Ronda de mujeres

Hace muchos años estudié Narración Oral con Juan Moreno. El maestro, que dictaba sus cursos en el Instituto Suma, en Caballito, no sólo poseía una enorme cultura y narraba de manera sublime, sino que tenía una hipnótica personalidad. Sus clases eran magistrales y además divertidísimas; Juan era tan histriónico que pasaba de una seriedad absoluta a la risa y al segundo parecía que iba a llorar. 

La Narración Oral tiene sus códigos: el cuento no se lee y tampoco se lo recita de memoria. Una puede usar una frase tal cual aparece en el libro si es crucial o hace al clímax de la historia, pero el cuento se relata con las palabras que elige la o el que narra, aunque jamás modificando la trama; prima, ante todo, el respeto total por la historia. La o el cuentacuentos no usa disfraces ni se vale de objetos. Narra con su estilo, claro, pero su voz es su único instrumento. Su voz y su intención son el canal mediante el que apela a la imaginación de la audiencia.
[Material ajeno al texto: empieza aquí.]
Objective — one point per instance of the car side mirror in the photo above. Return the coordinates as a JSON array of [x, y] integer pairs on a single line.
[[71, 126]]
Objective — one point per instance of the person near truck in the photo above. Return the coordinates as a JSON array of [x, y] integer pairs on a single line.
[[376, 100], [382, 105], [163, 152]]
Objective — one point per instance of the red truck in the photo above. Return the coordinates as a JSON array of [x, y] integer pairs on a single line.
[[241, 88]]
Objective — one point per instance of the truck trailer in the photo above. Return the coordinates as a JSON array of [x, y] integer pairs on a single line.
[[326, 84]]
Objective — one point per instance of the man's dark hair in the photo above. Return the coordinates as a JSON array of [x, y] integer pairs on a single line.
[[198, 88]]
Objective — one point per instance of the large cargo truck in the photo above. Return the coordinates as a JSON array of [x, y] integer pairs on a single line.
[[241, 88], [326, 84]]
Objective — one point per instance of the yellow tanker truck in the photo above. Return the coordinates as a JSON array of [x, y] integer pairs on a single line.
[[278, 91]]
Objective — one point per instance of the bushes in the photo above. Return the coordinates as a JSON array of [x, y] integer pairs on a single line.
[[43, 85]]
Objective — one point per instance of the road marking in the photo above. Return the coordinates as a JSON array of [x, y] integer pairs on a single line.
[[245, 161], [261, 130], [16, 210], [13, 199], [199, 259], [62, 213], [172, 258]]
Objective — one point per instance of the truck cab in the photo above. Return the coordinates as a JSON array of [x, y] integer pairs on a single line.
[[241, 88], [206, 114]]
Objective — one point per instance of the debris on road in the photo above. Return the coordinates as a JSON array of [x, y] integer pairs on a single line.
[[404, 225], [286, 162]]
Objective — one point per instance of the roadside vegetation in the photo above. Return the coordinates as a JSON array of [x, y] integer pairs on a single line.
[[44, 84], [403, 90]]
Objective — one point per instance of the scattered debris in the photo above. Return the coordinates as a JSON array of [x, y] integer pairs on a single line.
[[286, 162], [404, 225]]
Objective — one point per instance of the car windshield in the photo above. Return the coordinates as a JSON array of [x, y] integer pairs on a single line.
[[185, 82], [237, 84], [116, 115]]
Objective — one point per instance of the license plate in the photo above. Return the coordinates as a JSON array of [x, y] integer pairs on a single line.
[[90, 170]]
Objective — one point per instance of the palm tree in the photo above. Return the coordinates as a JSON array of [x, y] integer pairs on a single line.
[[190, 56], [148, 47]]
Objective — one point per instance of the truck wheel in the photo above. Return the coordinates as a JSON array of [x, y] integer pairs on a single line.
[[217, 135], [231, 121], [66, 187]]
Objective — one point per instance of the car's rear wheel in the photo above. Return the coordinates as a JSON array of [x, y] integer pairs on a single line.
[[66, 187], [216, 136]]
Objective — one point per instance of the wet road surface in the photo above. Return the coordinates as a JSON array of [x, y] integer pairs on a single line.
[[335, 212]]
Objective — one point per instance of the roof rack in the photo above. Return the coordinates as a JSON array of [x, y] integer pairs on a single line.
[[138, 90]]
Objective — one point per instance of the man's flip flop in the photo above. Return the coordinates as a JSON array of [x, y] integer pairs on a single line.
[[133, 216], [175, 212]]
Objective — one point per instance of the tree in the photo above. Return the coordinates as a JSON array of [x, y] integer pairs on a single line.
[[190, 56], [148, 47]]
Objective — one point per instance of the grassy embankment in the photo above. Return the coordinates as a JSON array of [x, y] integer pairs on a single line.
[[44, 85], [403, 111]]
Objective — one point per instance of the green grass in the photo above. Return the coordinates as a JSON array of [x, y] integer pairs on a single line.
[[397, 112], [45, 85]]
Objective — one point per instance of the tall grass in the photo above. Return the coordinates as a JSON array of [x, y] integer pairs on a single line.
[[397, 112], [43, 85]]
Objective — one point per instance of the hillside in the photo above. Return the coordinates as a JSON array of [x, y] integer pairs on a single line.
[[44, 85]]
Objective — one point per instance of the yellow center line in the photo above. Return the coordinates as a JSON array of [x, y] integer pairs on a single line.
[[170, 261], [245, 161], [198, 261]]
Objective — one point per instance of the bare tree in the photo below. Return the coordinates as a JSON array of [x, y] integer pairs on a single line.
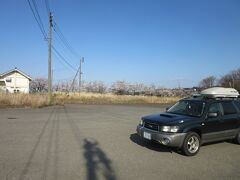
[[208, 82], [39, 85], [231, 79], [96, 87], [120, 87]]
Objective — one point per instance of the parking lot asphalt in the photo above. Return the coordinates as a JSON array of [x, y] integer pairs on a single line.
[[91, 142]]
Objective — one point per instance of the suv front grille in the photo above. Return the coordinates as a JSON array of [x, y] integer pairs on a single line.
[[151, 126]]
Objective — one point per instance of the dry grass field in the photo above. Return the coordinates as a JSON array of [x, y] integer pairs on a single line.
[[41, 100]]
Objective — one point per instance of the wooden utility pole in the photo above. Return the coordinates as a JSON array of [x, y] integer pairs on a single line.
[[50, 58], [80, 74]]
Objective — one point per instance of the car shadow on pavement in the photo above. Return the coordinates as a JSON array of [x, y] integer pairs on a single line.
[[151, 144], [97, 162]]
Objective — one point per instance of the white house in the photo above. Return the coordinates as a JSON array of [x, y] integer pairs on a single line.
[[15, 81]]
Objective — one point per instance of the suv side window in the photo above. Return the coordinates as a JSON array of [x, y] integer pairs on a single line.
[[229, 108], [237, 103], [215, 108]]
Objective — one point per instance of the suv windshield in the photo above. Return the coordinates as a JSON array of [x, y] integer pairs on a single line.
[[189, 108]]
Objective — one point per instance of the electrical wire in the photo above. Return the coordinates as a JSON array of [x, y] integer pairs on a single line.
[[64, 40], [47, 6], [38, 19], [59, 54]]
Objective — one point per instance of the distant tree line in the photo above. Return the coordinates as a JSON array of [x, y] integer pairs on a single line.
[[231, 79]]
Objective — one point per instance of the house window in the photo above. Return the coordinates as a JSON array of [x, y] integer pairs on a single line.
[[8, 79]]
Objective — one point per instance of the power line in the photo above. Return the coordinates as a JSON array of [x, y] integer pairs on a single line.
[[61, 61], [47, 6], [59, 54], [64, 40], [37, 18]]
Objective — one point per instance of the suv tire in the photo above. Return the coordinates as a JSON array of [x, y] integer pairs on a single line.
[[237, 139], [191, 144]]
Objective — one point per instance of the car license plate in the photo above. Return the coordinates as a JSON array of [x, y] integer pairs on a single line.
[[147, 135]]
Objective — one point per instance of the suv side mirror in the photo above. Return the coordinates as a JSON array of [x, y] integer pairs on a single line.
[[213, 114]]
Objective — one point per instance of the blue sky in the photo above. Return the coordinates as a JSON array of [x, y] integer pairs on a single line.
[[165, 42]]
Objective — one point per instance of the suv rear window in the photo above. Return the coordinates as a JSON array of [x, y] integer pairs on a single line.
[[228, 108]]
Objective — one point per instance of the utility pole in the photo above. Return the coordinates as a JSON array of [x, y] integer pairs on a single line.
[[80, 74], [50, 58]]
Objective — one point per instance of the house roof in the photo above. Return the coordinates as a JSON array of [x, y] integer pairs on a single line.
[[15, 70]]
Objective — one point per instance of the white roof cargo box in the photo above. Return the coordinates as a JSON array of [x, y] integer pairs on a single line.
[[220, 92]]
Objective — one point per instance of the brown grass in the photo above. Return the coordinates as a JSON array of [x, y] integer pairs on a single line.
[[41, 100]]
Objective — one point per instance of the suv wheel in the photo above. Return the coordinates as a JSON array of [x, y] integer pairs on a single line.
[[191, 144], [237, 139]]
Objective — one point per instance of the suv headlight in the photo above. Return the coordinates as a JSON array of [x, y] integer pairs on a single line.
[[169, 128]]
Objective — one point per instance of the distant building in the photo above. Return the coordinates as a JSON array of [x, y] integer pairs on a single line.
[[15, 81]]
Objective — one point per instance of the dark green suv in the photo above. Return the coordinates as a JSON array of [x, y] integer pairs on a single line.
[[195, 120]]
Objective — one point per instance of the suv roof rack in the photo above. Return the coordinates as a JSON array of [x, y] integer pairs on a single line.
[[220, 92], [217, 93]]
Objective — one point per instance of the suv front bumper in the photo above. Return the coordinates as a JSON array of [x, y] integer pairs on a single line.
[[167, 139]]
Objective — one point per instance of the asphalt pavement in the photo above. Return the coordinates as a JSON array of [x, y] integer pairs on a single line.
[[91, 142]]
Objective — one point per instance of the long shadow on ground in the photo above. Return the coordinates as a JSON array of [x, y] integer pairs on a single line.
[[97, 161]]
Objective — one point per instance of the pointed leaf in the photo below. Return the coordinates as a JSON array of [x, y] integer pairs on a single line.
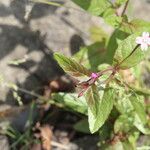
[[71, 102], [103, 107], [124, 49], [93, 98], [139, 108], [71, 67]]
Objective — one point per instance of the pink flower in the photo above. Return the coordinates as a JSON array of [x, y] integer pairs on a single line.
[[143, 40], [94, 75]]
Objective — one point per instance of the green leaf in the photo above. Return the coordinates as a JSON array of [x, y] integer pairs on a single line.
[[111, 18], [97, 34], [135, 25], [71, 102], [139, 108], [82, 126], [92, 56], [123, 123], [124, 49], [120, 2], [113, 43], [99, 112], [71, 67], [140, 126], [92, 97], [95, 7]]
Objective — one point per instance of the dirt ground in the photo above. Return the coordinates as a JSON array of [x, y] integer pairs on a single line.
[[33, 32]]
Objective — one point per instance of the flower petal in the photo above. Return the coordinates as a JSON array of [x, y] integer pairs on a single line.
[[139, 40], [144, 46], [145, 34]]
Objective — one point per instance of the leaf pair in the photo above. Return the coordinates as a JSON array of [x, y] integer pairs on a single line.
[[99, 105]]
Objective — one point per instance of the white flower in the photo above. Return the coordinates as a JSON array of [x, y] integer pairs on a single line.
[[144, 41]]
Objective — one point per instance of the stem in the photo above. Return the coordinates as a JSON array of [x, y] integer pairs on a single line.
[[128, 55], [125, 7], [104, 71]]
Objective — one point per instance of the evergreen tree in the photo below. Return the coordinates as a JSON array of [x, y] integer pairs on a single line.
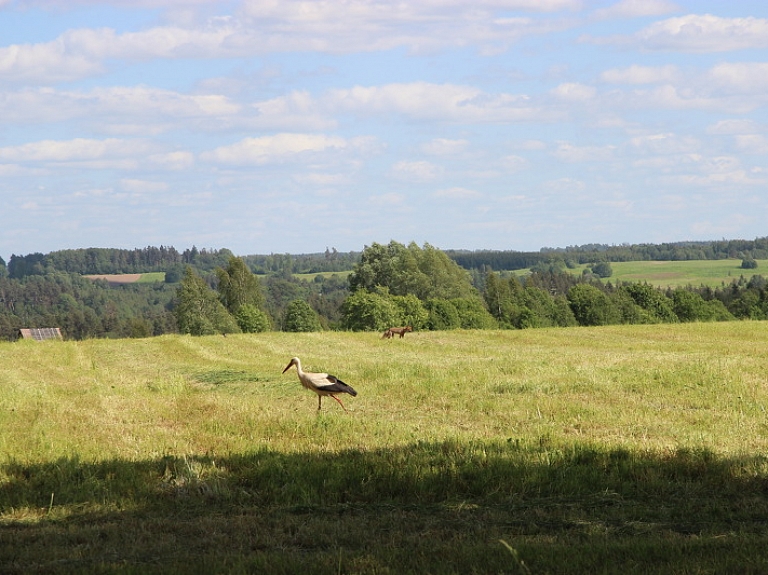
[[300, 317], [238, 286], [199, 311], [251, 319]]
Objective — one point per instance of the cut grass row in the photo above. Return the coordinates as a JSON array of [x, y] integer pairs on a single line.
[[637, 449], [696, 273]]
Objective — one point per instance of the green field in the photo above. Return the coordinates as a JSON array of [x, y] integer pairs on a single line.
[[712, 273], [622, 449]]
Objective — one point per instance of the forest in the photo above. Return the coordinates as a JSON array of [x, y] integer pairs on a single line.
[[214, 291]]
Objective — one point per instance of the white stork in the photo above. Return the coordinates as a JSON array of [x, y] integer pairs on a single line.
[[321, 383]]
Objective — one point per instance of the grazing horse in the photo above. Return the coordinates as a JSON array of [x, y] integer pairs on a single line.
[[391, 332]]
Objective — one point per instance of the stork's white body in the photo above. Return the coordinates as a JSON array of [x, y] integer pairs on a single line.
[[322, 384]]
Las clases de Juan pasaron a ser mi prioridad. No faltaba nunca, no se me escapaba ni una de sus palabras o gestos, tampoco la bibliografía que recomendaba. Juan insistía en que había que comenzar a practicar con cuentos maravillosos, esos cuentos populares de tradición oral que existen desde siempre en todas las culturas y que aunque ahora se cuenten a niños, en su momento entretenían a grandes y chicos. Los cuentos recopilados por los hermanos Grimm, los de Las mil y una noches, por ejemplo. Un día tuve que elegir un cuento, practicarlo en casa y narrarlo en el curso. Según Juan estuve bastante bien. Meses después, una conocida que trabajaba como asistenta social me preguntó si podía narrar algunos cuentos a un grupo de mujeres de un barrio carenciado. Se me paró el corazón de los nervios. Se lo comenté a Juan, me dijo que era hora de lanzarme al ruedo, aunque cuando le hablé de los cuentos que pensaba narrar se río a carcajadas y me dijo que era una audaz. A pesar de eso no cambié los cuentos que había elegido y durante semanas me encerré en mi cuarto a practicar.

Recuerdo que era una tarde de invierno lluviosa. Recuerdo las calles de tierra embarradas, el galpón enorme, el olor a kerosene de las estufas, las mujeres sentadas en círculo tomando mate y comiendo torta y galletitas. Eran sus horas de solaz y esparcimiento fuera de sus casas, una vez a la semana. 

Yo estaba muy nerviosa. Noté cuan lejanos estaban nuestros universos y me estremecí. La asistenta social me presentó y se hizo un silencio sepulcral. Entonces respiré profundo, me encomendé a mi ángel y conté La pulsera de cascabeles, de Mujica Lainez. Me aplaudieron, lo recuerdo, me ofrecieron mate para aclarar mi garganta. Después narré Maria dos Placeres, de García Márquez. Ya más segura de mí misma, pude ver la atención con la que seguían la narración, cómo se emocionaban, como movían la cabeza haciendo sí o no, cómo sonreían, cómo celebraban el final feliz. Y con el último cuento, Agueda, de Lugones, me conmoví yo. La historia, de un romanticismo de otra época, es la de un bandido llamado Nazario Lucero que secuestra a la hija del juez de un pueblo cordobés y se la lleva a su guarida en el cerro Champaquí. No contaré el cuento ahora, pero les aseguro que el galpón se había convertido en monte y la tarde en noche oscura. Las mujeres, cada cual a su modo, eran Agueda. Y galopaban por el monte con los ojos vendados asidas por el bandido, le decían que jamás serían suyas aunque él, enamorado, no osara ni acercárseles, y luego, en los momentos finales, cuando Nazario, débil de amor no correspondido estaba a punto de ser muerto por los hombres del juez, se interponían con los brazos abiertos, como lo había hecho Agueda, y gritaban “No le maten!!!…”

Nuestros universos se habían tocado, todas éramos una ronda de mujeres que sin movernos del galpón habíamos viajado.